The drink -- which is comprised of a blend of unaged and aged tequilas -- had a funky aroma that reminded some online content creators of the remnants of blue cheese-stuffed olives found at the bottom of the martini glass. Tasting notes included cinnamon, vanilla, a bit of heat and even butter.

"The flavor profile was insane; people ate it up because it smelled so different," Edwin Dolgopyat, chief operating officer of Cazcanes, tells me during a virtual interview. "In some cases, people said it smelled horrible. But the flavor profile was insane."

Cazcanes is returning to the joven well this fall, launching the Cazcanes No. 7 Joven which is described as agave-forward with layers of vanilla, toasted coconut, baked apple, citrus and caramel. The No. 7 Joven combines 59% blanco, 13% reposado, 26% añejo and 2% extra añejo.

Dolgopyat says the new joven is representative of Cazcanes' evolving approach to innovation.

"As the brand has grown, we have to think now about the general consumer," he said. "How do we release a SKU that is still innovative and interesting, that people don't really understand, yet can be digestible by someone that doesn't know much about agave and can still understand what they're experiencing."

Founded in 2015 and launching its inaugural tequila batch two years later, Cazcanes is now sold across 32 states with a core focus on five markets: California, Nevada, Texas, Florida and the New York-New Jersey region. The brand hired its first dedicated sales team members in 2024, and also hired VPs to oversee sales and marketing. There is now a sales team of 20 full-time employees and brokers at work to get even more distribution.

Cazcanes disclosed that the company posted a 37% increase in the number of nine-liter sold in the first eight months of 2025 compared to the prior-year period. Growth for on-premise accounts, which includes restaurants, bars and hotels, was 96%. Off-premise accounts, which includes liquor and grocery shops, grew 31% over the same period.

Dolgopyat recalled that when he joined Cazcanes as COO in March 2020, just as the start of the COVID-19 pandemic, it became nearly impossible for the brand to build itself on bars and restaurants.

"I would throw a couple of bottles in my backpack and go around LA and try to sell, not even a case -- bottles -- to certain liquor stores for them to at least try to believe in the product," said Dolgopyat.

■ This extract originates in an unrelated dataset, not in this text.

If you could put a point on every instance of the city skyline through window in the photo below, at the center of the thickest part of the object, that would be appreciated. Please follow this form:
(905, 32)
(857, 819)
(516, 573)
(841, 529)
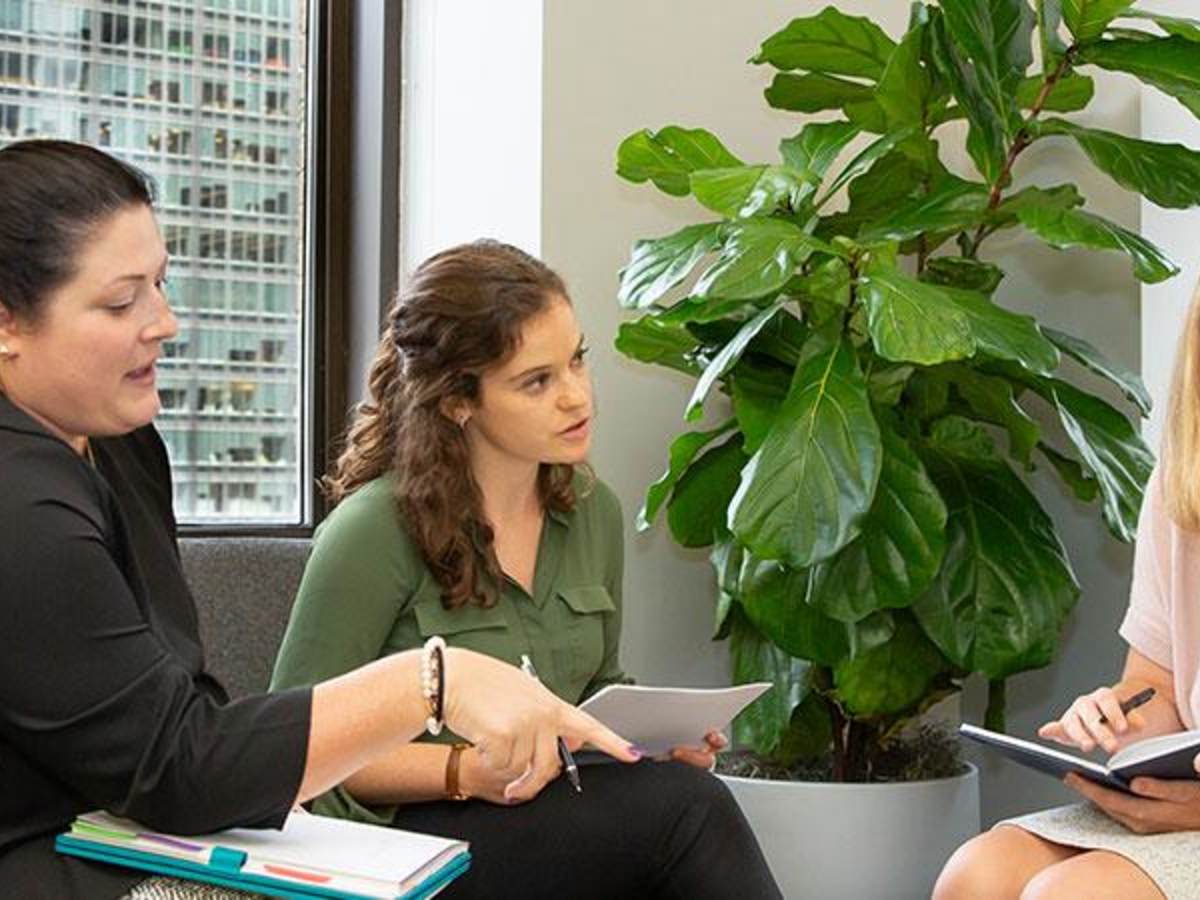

After the pandemic subsided, Cazcanes was able to invest more on in-person events, including attending food and wine festivals, dinner pairings for small groups and any event that prominently centered on agave, the plant that is used for the production of tequila and mezcal. Cazcanes also leaned on key distributor relationships, including with importer and distributor Winebow, which operates across 16 states, and a newer relationship with Breakthru Beverage to get footholds in Nevada and Dubai.

"Our brand is liquid to lips," said Dolgopyat."You really need to explain what makes Cazcanes special and what makes us different."

With prices that range from $80 per bottle for the No. 7 blanco to $135 for the No. 7 añejo, Cazcanes sits neatly in the "super premium" tier among tequilas. This subsegment has grown at a faster pace than the total category, more than tripling in volume sold in the U.S. from 2014 to 2024, according to data by trade association the Distilled Spirits Council of the United States. Across all price points, tequila's total volume doubled over the course of the last decade.

As an additive-free brand, Cazcanes cannot manipulate taste or aroma with any added sugars or oak extract. While those ingredients are permitted in tequila by Mexican law if under 1% of total liquid weight, Cazcanes said it prefers to focus on a portfolio retains an agave-forward flavor and smell.

Other launches this year include an expression called Nuestras Raíces, which is an agave spirit (though not technically a tequila) and Cazcanes No. 7 Extra Añejo.

The Nuestras Raíces launch highlights how Cazcanes' bigger scale can be beneficial to innovation, Dolgopyat said. When the brand was smaller, it would have been difficult to justify a business decision to innovate beyond tequila.

"Finally, we felt like as the brand has scaled, we have the brand awareness where we can launch something like that," said Dolgopyat. "We have enough storytellers where it would make sense to launch a SKU like that and it would do well."